Thursday, January 17, 2008

Perplexed About Absolute Zero

Okay, this is well outside my bailiwick, but I've been thinking about it recently after catching part of an episode of Nova covering absolute zero. So, if I understand correctly absolute zero is the theoretical temperature where everything basically stops moving and there would truly be zero heat energy. And, that temperature is at 0 kelvin, which based on all the searching I could do is -273.15° Celsius.

Now, maybe I'm a bit confused about how the Celsius scale came about, but it seems to be based on the properties of water (0° freezing point and 100° boiling point). Here's why I'm really confused and maybe I am missing something obvious here. If we chose an arbitrary compound (water, in the case of Celsius) to define some temperature scale, how is it that we got so lucky that the theoretical temperature of absolute zero fits so neatly, only requiring 2 decimal places?

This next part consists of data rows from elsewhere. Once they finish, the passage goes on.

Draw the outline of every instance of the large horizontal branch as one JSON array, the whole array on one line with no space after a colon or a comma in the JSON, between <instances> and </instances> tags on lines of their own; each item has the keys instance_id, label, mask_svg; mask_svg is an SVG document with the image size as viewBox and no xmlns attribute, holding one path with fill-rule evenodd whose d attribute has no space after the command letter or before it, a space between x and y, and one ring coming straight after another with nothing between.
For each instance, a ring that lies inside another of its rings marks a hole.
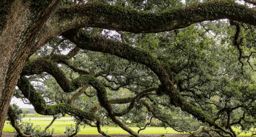
<instances>
[{"instance_id":1,"label":"large horizontal branch","mask_svg":"<svg viewBox=\"0 0 256 137\"><path fill-rule=\"evenodd\" d=\"M226 18L255 26L255 14L254 10L234 0L210 1L156 13L88 2L59 9L46 25L54 31L52 34L56 34L88 27L137 33L158 32L184 28L206 20Z\"/></svg>"},{"instance_id":2,"label":"large horizontal branch","mask_svg":"<svg viewBox=\"0 0 256 137\"><path fill-rule=\"evenodd\" d=\"M72 42L82 49L109 53L120 58L144 65L150 68L162 79L169 79L168 74L160 62L147 51L136 48L128 44L123 43L105 37L91 36L82 30L69 31L63 34Z\"/></svg>"},{"instance_id":3,"label":"large horizontal branch","mask_svg":"<svg viewBox=\"0 0 256 137\"><path fill-rule=\"evenodd\" d=\"M54 77L63 91L66 93L75 91L79 88L87 85L88 82L83 75L70 81L58 67L57 63L44 59L26 62L21 75L39 74L43 72L47 72Z\"/></svg>"},{"instance_id":4,"label":"large horizontal branch","mask_svg":"<svg viewBox=\"0 0 256 137\"><path fill-rule=\"evenodd\" d=\"M171 71L168 66L163 66L147 51L104 37L90 36L82 31L78 33L75 30L69 31L63 34L63 36L82 49L109 53L145 65L157 76L161 83L158 91L167 92L172 105L180 107L182 111L192 114L203 122L207 122L212 126L215 124L213 121L207 117L202 110L190 104L182 97L174 86L171 74L167 72L167 70Z\"/></svg>"},{"instance_id":5,"label":"large horizontal branch","mask_svg":"<svg viewBox=\"0 0 256 137\"><path fill-rule=\"evenodd\" d=\"M46 104L45 99L32 85L29 81L24 76L20 78L17 86L24 96L29 100L37 113L43 115L56 115L62 113L69 113L78 117L81 119L86 119L93 121L99 118L93 114L78 109L70 105L59 103L49 105Z\"/></svg>"}]
</instances>

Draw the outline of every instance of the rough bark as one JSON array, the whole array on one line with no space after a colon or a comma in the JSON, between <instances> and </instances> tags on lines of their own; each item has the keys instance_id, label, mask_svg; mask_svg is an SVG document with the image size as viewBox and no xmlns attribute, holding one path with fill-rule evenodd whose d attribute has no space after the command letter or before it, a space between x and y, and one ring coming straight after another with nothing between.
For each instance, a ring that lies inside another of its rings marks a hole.
<instances>
[{"instance_id":1,"label":"rough bark","mask_svg":"<svg viewBox=\"0 0 256 137\"><path fill-rule=\"evenodd\" d=\"M25 61L40 30L61 1L49 0L41 11L32 8L29 1L12 0L7 5L8 13L3 15L6 23L1 26L0 36L0 136Z\"/></svg>"},{"instance_id":2,"label":"rough bark","mask_svg":"<svg viewBox=\"0 0 256 137\"><path fill-rule=\"evenodd\" d=\"M8 115L11 119L10 122L11 126L12 126L15 130L16 130L19 135L21 137L32 137L32 134L30 135L27 135L24 134L20 130L20 127L16 123L16 116L14 114L14 112L13 108L9 106L9 109L8 110Z\"/></svg>"}]
</instances>

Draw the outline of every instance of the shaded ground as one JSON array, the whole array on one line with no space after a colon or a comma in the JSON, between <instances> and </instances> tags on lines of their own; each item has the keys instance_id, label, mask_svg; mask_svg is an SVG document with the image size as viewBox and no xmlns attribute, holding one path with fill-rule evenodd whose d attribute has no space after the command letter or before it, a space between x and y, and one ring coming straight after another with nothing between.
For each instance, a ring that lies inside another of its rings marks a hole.
<instances>
[{"instance_id":1,"label":"shaded ground","mask_svg":"<svg viewBox=\"0 0 256 137\"><path fill-rule=\"evenodd\" d=\"M157 137L162 134L143 134L140 135L141 137ZM2 137L15 137L15 133L11 132L4 132ZM129 137L131 135L128 134L109 134L113 137ZM189 134L164 134L165 135L169 137L187 137ZM54 134L54 136L55 137L67 137L67 135L65 134ZM103 135L97 134L86 134L86 135L77 135L74 137L102 137Z\"/></svg>"}]
</instances>

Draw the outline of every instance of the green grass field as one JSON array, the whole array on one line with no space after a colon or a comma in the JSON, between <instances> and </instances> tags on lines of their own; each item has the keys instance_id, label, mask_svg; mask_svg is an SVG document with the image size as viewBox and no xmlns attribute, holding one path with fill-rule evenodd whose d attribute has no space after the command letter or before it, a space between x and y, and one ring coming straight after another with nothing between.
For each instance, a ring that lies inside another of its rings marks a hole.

I would have guessed that the chances of this would be astronomically against us. Everything I've looked at for more information never shows an absolute zero value that expands past the hundredths place. And, if the real value isn't exactly -273.15° Celsius, then how is it that there have been all these scientific breakthroughs that help get us closer and closer to absolute zero (to the billionths of a kelvin!).

There are answers out there, and I am fairly sure that some of you reading this have them. So, what am I missing? Did we really just get ridiculously lucky in our choice of Celsius that Kelvin translates cleanly to it? What's the real deal?

*** Edit ***

Well, that was fast... J.T. figured it was based on the redefinition of Celsius, and upon further research he is correct. So, the Celsius of 1900 is not the same as the Celsius of 2008.

See the little bit in the orange box on: A Brief History of Temperature Measurement.

In 1967, the Thirteenth General Conference on Weights and Measures changed the name of the thermodynamic temperature unit degree Kelvin (symbol °K) to merely kelvin (symbol K). The conference redefined Celsius temperature as the thermodynamic temperature minus 273.15 kelvin.

3 comments:

gaamblor said...

i just read the title and assumed you were talking about the stock market

Never-Limp said...

LOL at Joe's comment!

Brute Force said...

Ya, seriously... pretty funny. Only because it's so true. HA HA.